There are multiple reasons for the excitement. For one, you have a Republican - and, on social issues, an ultra-conservative one - attacking the constituency that the party has traditionally counted on for money and support. Furthermore, Mr Buchanan has managed to drag in others of his party, including Senator Bob Dole.

And the Buchanan rhetoric fits well with the widely shared observation that whatever the statistics say about economic recovery - falling rates of unemployment and low inflation - there is still no discernible feel- good factor among America's voters. Rather, there is a discernible middle- class angst. An estimated 3.1 million lay-offs have been announced since 1989. While wages and benefits rose just 2.8 per cent in 1995, according to US Labor Department figures, corporate profits climbed 22 per cent. The actual purchasing power of workers has remained flat for the last 15 years.
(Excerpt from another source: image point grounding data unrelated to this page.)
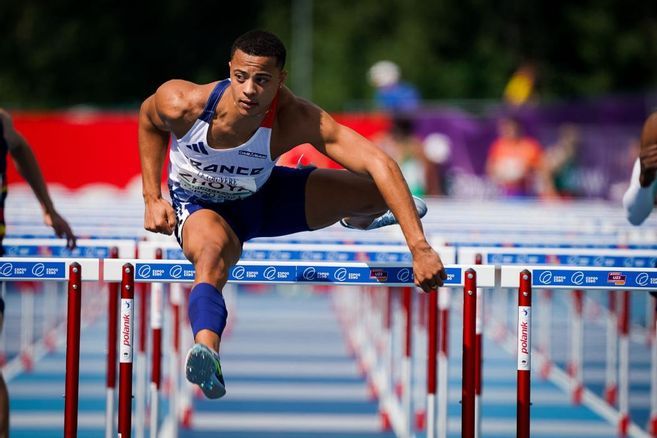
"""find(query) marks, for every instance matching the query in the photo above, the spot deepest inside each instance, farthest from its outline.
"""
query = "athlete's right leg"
(212, 246)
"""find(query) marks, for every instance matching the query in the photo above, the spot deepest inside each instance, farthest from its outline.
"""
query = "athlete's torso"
(216, 175)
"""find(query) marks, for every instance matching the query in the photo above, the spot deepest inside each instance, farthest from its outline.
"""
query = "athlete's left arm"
(27, 165)
(359, 155)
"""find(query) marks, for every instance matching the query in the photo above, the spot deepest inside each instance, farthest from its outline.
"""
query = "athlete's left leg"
(332, 195)
(354, 200)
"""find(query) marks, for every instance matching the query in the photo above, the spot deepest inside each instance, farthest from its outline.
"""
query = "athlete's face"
(254, 82)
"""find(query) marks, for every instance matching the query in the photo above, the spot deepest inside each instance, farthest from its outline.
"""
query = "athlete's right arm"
(639, 199)
(154, 131)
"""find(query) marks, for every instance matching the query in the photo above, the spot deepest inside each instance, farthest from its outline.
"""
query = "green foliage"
(117, 53)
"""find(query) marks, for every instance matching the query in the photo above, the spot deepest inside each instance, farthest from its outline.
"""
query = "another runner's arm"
(28, 167)
(639, 198)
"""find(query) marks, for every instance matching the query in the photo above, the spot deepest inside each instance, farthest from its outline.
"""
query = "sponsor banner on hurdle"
(578, 278)
(285, 251)
(371, 273)
(18, 268)
(560, 256)
(88, 248)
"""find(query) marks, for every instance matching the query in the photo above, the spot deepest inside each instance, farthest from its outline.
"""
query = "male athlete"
(639, 199)
(226, 189)
(12, 142)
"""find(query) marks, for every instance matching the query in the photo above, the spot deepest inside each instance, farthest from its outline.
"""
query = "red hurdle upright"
(72, 351)
(157, 309)
(524, 354)
(432, 359)
(624, 365)
(125, 356)
(478, 353)
(112, 327)
(469, 340)
(611, 385)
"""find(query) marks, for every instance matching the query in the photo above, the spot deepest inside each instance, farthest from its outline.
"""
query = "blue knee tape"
(207, 309)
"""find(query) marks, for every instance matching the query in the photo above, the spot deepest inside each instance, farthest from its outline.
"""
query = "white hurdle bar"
(325, 273)
(73, 272)
(526, 278)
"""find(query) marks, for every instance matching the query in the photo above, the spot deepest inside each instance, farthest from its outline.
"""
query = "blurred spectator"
(561, 164)
(391, 93)
(514, 160)
(521, 86)
(402, 145)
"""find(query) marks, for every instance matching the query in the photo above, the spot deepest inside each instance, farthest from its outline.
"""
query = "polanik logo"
(577, 278)
(642, 279)
(175, 271)
(270, 273)
(545, 277)
(6, 269)
(239, 272)
(38, 270)
(341, 274)
(144, 271)
(309, 273)
(404, 275)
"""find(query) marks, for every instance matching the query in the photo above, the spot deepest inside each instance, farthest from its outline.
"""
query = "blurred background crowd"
(473, 98)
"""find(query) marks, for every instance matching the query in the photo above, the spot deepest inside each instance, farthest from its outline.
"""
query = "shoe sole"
(199, 369)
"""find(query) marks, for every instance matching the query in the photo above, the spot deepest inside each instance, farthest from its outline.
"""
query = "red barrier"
(624, 365)
(112, 327)
(524, 354)
(125, 358)
(478, 352)
(432, 362)
(469, 335)
(72, 351)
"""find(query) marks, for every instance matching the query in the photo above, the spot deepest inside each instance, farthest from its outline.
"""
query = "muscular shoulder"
(178, 100)
(301, 121)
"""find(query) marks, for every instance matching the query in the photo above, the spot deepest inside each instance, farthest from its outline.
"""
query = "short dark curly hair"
(261, 43)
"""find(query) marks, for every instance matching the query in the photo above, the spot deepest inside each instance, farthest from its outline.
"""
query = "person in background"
(402, 145)
(561, 164)
(639, 199)
(521, 86)
(392, 94)
(515, 160)
(14, 144)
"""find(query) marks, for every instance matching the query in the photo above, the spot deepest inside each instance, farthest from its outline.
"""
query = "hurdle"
(320, 273)
(74, 272)
(526, 278)
(582, 258)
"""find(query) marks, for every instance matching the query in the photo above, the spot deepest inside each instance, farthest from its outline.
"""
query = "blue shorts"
(277, 209)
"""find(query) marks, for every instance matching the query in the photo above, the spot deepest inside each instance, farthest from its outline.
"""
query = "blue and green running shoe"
(202, 367)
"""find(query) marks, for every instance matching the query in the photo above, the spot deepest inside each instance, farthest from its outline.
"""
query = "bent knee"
(212, 262)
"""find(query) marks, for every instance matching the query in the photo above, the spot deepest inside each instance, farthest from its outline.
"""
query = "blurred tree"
(108, 53)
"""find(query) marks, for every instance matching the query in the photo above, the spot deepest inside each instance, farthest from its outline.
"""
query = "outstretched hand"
(428, 269)
(648, 160)
(60, 227)
(159, 216)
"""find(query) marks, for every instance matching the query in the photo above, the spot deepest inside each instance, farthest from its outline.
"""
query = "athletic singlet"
(216, 175)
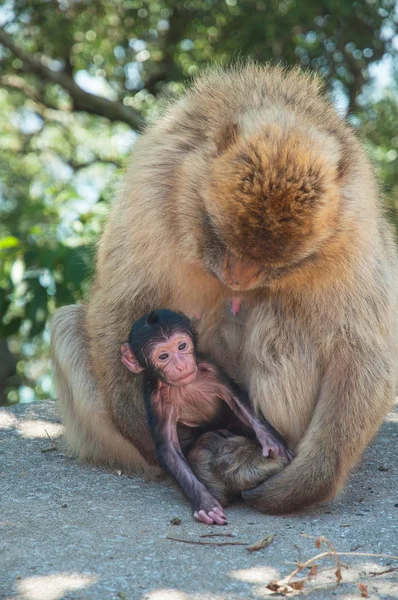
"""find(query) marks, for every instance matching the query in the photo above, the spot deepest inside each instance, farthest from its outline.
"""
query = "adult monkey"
(250, 188)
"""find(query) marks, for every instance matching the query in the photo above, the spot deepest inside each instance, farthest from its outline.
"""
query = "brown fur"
(227, 466)
(315, 343)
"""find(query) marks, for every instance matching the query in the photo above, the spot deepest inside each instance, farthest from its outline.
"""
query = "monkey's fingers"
(216, 515)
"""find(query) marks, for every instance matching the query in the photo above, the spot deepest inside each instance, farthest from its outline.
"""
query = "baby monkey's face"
(174, 359)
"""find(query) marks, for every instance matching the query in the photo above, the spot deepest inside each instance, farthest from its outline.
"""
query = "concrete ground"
(71, 531)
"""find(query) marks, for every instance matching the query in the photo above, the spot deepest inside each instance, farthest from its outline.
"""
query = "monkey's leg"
(89, 431)
(229, 465)
(356, 391)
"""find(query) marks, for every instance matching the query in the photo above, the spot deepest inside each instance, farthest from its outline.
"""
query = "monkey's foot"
(211, 517)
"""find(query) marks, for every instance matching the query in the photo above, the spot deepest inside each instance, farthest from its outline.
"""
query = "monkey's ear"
(130, 360)
(227, 137)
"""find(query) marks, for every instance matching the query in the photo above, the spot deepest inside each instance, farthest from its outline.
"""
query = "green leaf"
(9, 241)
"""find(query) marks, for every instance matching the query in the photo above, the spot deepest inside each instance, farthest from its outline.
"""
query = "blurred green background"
(78, 81)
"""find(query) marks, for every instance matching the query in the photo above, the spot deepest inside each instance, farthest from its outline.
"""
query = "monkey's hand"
(273, 448)
(209, 511)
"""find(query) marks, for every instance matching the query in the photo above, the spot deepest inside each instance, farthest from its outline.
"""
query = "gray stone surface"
(76, 532)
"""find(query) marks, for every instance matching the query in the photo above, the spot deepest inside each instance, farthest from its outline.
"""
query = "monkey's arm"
(238, 401)
(272, 443)
(357, 389)
(206, 508)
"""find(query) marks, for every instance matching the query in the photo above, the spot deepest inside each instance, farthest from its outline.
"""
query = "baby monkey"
(186, 395)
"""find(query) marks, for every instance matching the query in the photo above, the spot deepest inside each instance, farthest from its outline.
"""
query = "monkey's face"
(173, 359)
(271, 203)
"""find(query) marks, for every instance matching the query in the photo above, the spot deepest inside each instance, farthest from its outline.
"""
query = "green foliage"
(76, 80)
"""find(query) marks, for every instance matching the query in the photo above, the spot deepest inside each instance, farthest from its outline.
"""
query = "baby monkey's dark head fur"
(163, 343)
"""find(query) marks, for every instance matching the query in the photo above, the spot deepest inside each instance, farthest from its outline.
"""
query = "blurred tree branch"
(82, 100)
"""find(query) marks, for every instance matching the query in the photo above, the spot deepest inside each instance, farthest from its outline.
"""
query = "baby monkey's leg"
(228, 465)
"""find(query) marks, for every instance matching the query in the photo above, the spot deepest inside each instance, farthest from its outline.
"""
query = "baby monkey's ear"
(129, 359)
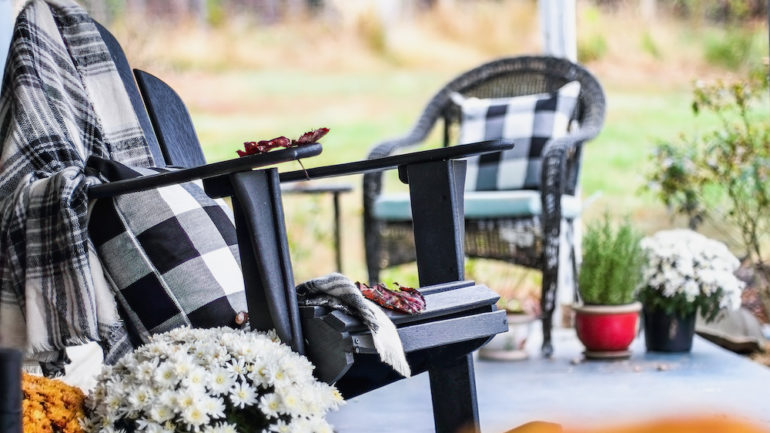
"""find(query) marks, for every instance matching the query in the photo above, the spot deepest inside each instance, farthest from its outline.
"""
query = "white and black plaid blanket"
(62, 101)
(338, 292)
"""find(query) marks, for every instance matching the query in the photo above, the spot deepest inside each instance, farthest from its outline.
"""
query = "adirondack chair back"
(461, 315)
(10, 391)
(268, 278)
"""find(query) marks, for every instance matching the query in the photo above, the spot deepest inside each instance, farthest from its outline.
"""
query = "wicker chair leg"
(547, 305)
(453, 392)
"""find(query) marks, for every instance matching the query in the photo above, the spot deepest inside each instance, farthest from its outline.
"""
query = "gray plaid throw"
(62, 101)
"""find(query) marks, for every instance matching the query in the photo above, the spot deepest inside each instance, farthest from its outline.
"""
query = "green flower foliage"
(612, 259)
(723, 173)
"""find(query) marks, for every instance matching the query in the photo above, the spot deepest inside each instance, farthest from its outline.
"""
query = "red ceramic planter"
(607, 329)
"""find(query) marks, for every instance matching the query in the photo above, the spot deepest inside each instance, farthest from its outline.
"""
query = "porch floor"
(709, 380)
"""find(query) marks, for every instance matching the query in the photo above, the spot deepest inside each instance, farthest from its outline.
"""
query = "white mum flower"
(194, 416)
(214, 407)
(237, 368)
(141, 397)
(161, 413)
(280, 427)
(270, 405)
(242, 395)
(220, 381)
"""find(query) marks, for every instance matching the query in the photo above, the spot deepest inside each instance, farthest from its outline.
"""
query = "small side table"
(335, 190)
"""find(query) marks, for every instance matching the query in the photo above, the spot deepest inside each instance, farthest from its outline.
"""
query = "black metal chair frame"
(461, 316)
(389, 243)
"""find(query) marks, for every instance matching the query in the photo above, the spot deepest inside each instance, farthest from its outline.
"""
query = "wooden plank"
(440, 333)
(437, 288)
(437, 304)
(171, 120)
(203, 172)
(124, 70)
(390, 162)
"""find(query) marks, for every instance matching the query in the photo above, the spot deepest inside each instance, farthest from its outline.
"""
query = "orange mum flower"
(51, 406)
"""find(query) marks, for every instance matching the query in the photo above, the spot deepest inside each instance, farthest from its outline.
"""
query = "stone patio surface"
(709, 380)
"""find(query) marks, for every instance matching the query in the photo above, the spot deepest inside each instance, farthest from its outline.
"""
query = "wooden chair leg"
(453, 392)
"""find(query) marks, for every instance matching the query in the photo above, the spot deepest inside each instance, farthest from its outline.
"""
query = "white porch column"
(6, 30)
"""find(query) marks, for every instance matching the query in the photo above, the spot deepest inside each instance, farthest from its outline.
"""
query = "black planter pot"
(668, 333)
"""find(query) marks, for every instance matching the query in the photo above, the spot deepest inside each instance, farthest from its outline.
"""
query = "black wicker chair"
(530, 239)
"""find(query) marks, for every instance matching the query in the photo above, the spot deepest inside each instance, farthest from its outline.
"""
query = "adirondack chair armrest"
(459, 312)
(215, 169)
(395, 161)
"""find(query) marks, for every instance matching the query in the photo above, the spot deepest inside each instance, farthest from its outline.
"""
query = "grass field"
(248, 82)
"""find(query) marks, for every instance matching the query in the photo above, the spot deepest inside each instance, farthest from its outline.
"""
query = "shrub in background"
(723, 174)
(612, 259)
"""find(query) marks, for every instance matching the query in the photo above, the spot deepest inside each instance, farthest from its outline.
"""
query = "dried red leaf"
(264, 146)
(403, 299)
(312, 136)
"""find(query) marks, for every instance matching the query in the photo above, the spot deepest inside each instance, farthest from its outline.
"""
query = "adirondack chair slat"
(435, 341)
(212, 170)
(395, 161)
(119, 57)
(437, 304)
(172, 122)
(435, 334)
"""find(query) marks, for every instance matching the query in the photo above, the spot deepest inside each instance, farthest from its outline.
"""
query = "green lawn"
(363, 108)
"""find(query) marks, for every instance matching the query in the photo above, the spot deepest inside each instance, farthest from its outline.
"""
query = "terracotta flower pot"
(509, 346)
(607, 330)
(668, 332)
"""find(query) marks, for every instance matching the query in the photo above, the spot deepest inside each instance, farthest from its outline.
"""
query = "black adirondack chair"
(460, 317)
(10, 391)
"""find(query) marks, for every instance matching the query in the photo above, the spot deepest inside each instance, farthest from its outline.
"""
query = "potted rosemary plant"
(607, 316)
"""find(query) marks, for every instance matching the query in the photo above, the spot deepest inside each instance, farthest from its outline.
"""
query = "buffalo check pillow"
(170, 253)
(529, 121)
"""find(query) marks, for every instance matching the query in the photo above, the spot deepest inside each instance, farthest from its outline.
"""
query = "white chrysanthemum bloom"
(166, 375)
(242, 395)
(214, 407)
(237, 368)
(290, 399)
(270, 405)
(141, 397)
(220, 381)
(195, 416)
(280, 427)
(161, 413)
(188, 380)
(196, 378)
(168, 398)
(685, 263)
(186, 398)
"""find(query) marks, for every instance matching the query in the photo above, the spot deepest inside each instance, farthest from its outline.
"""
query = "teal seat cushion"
(479, 205)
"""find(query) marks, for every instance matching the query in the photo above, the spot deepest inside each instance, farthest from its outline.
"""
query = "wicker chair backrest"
(515, 76)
And those who toil for those profits seem to be losing some patience. The latest issue of Business Week includes the results of a Harris poll that shows, for instance, that 94 per cent felt corporations should be concerned about more than just making money.

However, as far as anyone can tell, Mr Buchanan is not proposing anything beyond throwing up some wall around America to keep out cheap imports and discourage illegal immigrants. As to how corporations like AT&T might be nicer to their employees, Mr Buchanan has said nothing. The logical conclusion to his tirades would be to encourage a "stakeholder" approach in American industry. How about a Social Charter for the US?

Not likely. Interviewed by Newsweek, Mr Dunlap, whose Scott Paper is now part of Kimberly-Clark, had this to say about government intervention: "Politicians don't seem to be getting the message. They pander to the public and polarise people. And they try to tell American industry how to conduct its business. God help us if we pass legislation to make American companies less productive and compromise our global competitiveness." In their hearts, neither Mr Buchanan nor Mr Dole are likely to disagree.

Some Democrats have, however, woken up to this opportunity to take the initiative. Senator Edward Kennedy has called for legislation that would oblige companies to report publicly on the steps taken to protect the welfare of their workers. Two other Democratic senators have tabled bills that would create tax breaks for companies that demonstrated concern for their employees.

And it is just possible that, after 10 years, downsizing in the US may have peaked. In the week of 14-21 February, there were half the number of lay-offs compared with the same week a year ago. But there is another possible explanation: until Du Pont, no other corporation had dared risk replacing AT&T as Mr Buchanan's target.